Sorting Through Our Tangled Minds
This morning one of my children told me, “I have so much going through my head I can’t think straight.” I tried to help him sort it out, but the thoughts were so random, disorganized, and intertwined that he could not even articulate his frustration. As he left the house, I wondered how he would function, how he would relate, and how he would accomplish anything today. It is impossible for me to enter the head of my son and help him sort through the tangled thoughts each pulling in their counter-directions. I would if I could.
Then it occured to me that I have my own tangle of thoughts, annoying strings of care that get knotted around each other. Sometimes I have trouble separating my own knots. Why do I think I can separate someone else’s? Each of us, in our own way must learn to separate the jumble of thoughts and emotions that compel us. Some of us do it better than others. Once we get them separated, we discover they are once again wrapped around each other. I can remember taking my children fishing when they were small. Other than the father/son bonding time it was usually not a pleasant experience for me. I rarely got my line in the water because I was so busy untangling the lines of my two boys. I kept thinking, “How do they do this so quickly and so completely?” Sometimes it would take me 15 minutes to untangle something they tangled in 15 seconds.

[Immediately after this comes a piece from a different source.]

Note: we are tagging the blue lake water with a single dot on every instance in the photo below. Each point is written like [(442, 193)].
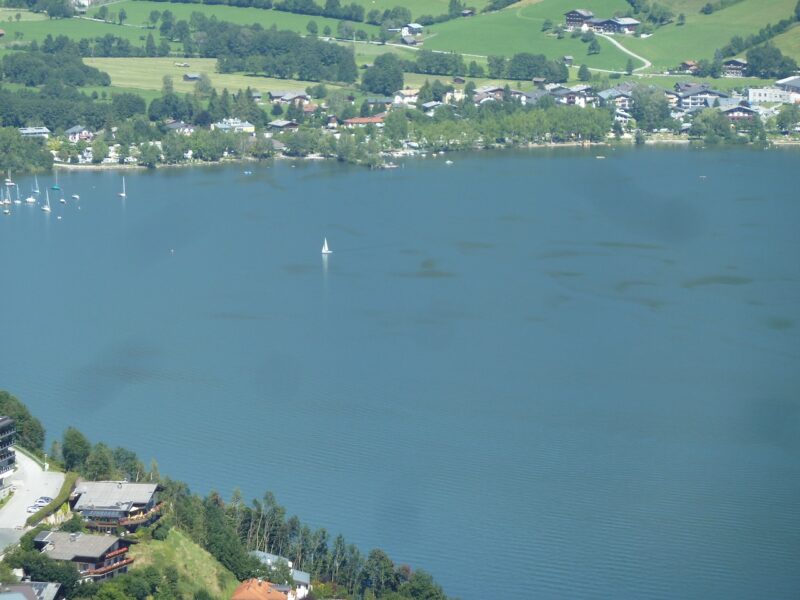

So it is with our minds and the threads of thought that run through us–a “To Do” list for work, worry about a child, guilt over something I should have done but didn’t, a home-improvement project that looms ahead, a lawn that needs to be mowed and no time to do it, the financial strain of college starting in the fall. These are just some of the strands moving through my mind this morning. The list goes on, changing and flowing like streamers in a fan. Each day new strands are added while some are finally freed or cut loose. Sometimes they get so crossed and wrapped around one another that all our thinking and acting is impeded. We simply want to shut down.
There are two life skills each of us must develop to avoid the complete shut down possibilities. First, we must learn to manage our thoughts, not to keep them separate from every other thought, but to manage them into an intentional weave that provides strength and order instead of weakness and chaos.
Second, we must all learn the skill of patience that is needed to set everything else aside and tend to the chore of untangling when necessary. The ability to take in a deep breath and let everything else go long enough to deal with the problems at hand is often difficult. What I’m tempted to do when faced with a knotty problem is to ignore it as if it is not there. Maybe, I think, if I continue with the weaving of my life the knot will disappear. The end result is often an imperfect and often grotesque strand that flaws my life for years.